GridGain Integration with Apache Spark

1,000x Faster Spark Queries and Shared RDDs

The GridGain® in-memory computing platform provides Apache® Spark™ data management for streaming data, machine learning, and big data analytics with real-time responsiveness and unlimited horizontal scalability. The GridGain integration with Apache Spark is the broadest provided by any in-memory computing platform, and makes in-memory data management for Spark simple. GridGain provides native support for Spark DataFrames, a GridGain RDD API for reading and writing data to GridGain as mutable Spark RDDs, and an in-memory implementation of HDFS with the Ignite File System (IGFS). Spark developers can easily read, write and share streaming data and state across Spark jobs, in memory, using existing Spark APIs.

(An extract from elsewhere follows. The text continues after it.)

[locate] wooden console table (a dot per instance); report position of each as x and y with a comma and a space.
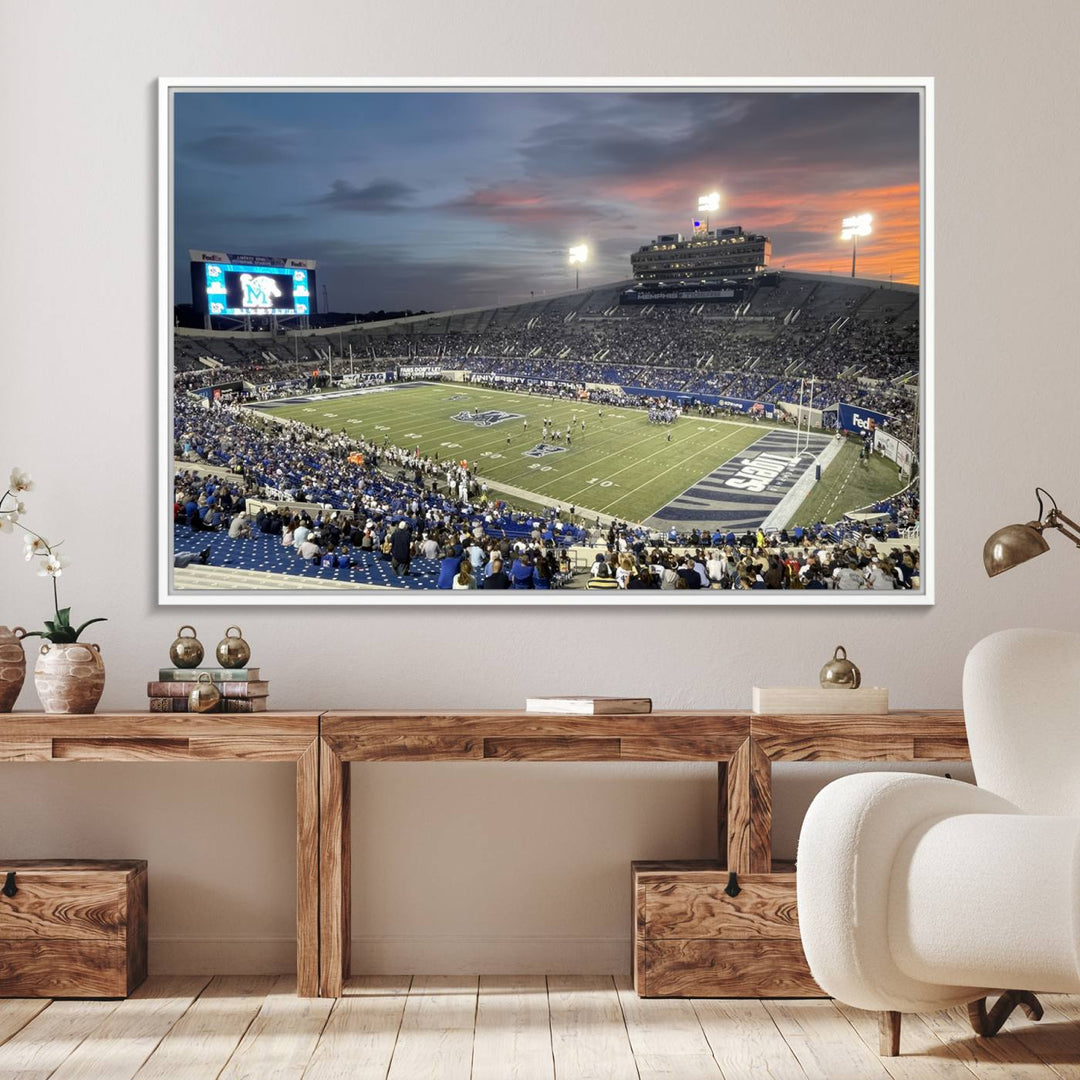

Companies can use GridGain to process streaming data and data-at-rest together for Spark in real-time, whether to perform data preparation, big data analytics or machine learning. GridGain provides a massivelyApache Spark application parallel processing (MPP) architecture that delivers up to 1000x performance gains. It collocates processing with the data to perform computations on massive data sets in place without having to wait for data to move across the network into a separate infrastructure. GridGain uses MPP for built-in distributed SQL, advanced analytics, machine and deep learning.

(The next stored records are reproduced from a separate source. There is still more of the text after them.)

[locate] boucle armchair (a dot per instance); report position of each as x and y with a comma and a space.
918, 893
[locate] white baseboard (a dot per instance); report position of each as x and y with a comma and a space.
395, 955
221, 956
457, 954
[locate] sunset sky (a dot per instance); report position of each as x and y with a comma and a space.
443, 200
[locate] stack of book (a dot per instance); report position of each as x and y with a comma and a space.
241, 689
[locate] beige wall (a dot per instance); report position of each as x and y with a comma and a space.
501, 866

Apache Spark Plus GridGain for Faster SQL Queries

Apache Spark supports a fairly rich SQL syntax. However, it doesn’t support data indexing so Spark must do full scans all the time. Spark queries may take minutes, even on moderately small data sets. GridGain provides fast SQL capabilities and accelerates SparkSQL by optimizing Spark’s query execution plans to leverage GridGain’s distributed SQL and advanced indexing. Any data across its distributed clusters are accessible using ANSI-99 SQL or as APIs across a host of programming languages. Developers can also write and distribute their own code for MPP and expose them as microservices. Both Apache Spark and GridGain natively integrate with Apache YARN and Apache Mesos so they can easily be used together.

Machine Learning and HTAP

The combination of Spark and GridGain for end-to-end in-memory computing enables companies to rapidly deliver new in-process hybrid transactional/analytical processing (HTAP) applications. With Spark and GridGain, companies can train models against massive data sets and re-run training in “mid-stream” during Spark processing to improve the models based on the latest data. As Spark processes streams, it can access all the data, learning and processing power in GridGain in real-time to gain insights, share state across Spark jobs, automate decisions and save the results. It is only this combination of Spark performing the stream processing in memory with GridGain keeping the data management, machine learning, and big data analytics in memory and in place that makes real-time responsiveness and automation a reality.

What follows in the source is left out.